Billitteri was kept on staff, but she was grieving. She didn’t see herself moving ahead and thought it might be time to look for work elsewhere. She denied the program’s failure was her fault and looked for excuses elsewhere.
“I was lashing out and blaming the boss and the organization,” she admitted. “This was a good time to stop and assess if this is where I wanted to be.”
That’s why she hired an executive coach in Reston, Va. She thought the coach would help her figure out where to go from here, which new career, new job or new office would best suit her.
It helped, she said, to have a coach to talk to. Her husband provided a shoulder to cry on, but he didn’t really know what advice to give. Her friends mostly told her what she wanted to hear. She needed an unbiased observer.
With the coach’s help, Billitteri realized that the job she already had was the best one for her. The institute’s family-friendly policies were important to her and her husband and son. The organization allowed her to stretch and learn new things. In general, her managers were very supportive and encouraged her to learn new things.
She realized that it was up to her to get off this plateau and move up–at the same organization.
So she started to re-energize her career, skills and interests.
She joined the American Society for Training and Development, as well as the Society for Human Resource Management. Both organizations helped her to build her skills, and added more names to her contact list. The people she has met through these organizations are great for guidance.
She studied for, and received, a human resources certification. She has since been asked to direct her organization’s prestigious Executive Development Program and to head a new marketing initiative. She also serves on a committee to help develop annual conference sessions for the Society for Human Resource Management.

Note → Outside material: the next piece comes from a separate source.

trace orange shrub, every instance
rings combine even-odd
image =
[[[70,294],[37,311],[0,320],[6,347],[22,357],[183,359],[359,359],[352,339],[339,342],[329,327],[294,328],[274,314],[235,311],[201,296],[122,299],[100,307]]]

Billitteri realized that by reaching beyond her particular job, she could move past the feeling that she had fallen down in her career. She realized that “you can pretty much create the job description.”
“I think I was trying to be a little too traditional. I wasn’t opening my eyes to what the possibilities were,” she said.
In some cases, it takes a new career or job to knock down that midlife brick wall. But as Billitteri said, it is up to the employee to re-energize and make that change.
Employees often reach middle age and find that all the quick career climbing and changing they did in their 20s and 30s has come to an end. Tom Morris, a Washington career counselor, said he constantly sees clients with the “brick wall” issue. But they aren’t all in mid-career. His youngest? A 24-year-old administrative assistant who felt she had already pigeonholed herself into an administrative position and fallen behind others her age.
“I see it all the time. I think if you didn’t feel it once in a while, I don’t know that you would progress in your career,” he said.
But that progression depends on how you deal with the brick-wall feeling. There is always a way around that block, Morris said. You just have to start walking. Look for other options, other careers, new work within your organization. Think about what you have already accomplished, and what you still hope to accomplish.
As Billitteri did. “I . . . did a lot of thinking about my strengths and areas for improvement. About what I most needed for my career and in my position. And, what type of organization I was looking for,” she said.
That was two years ago, and she’s still at the American Press Institute. She said she knows now that she had already found a good fit with the organization.
“I just needed to change my attitude, restructure my goals, and continue to stretch and grow in the job,” she said.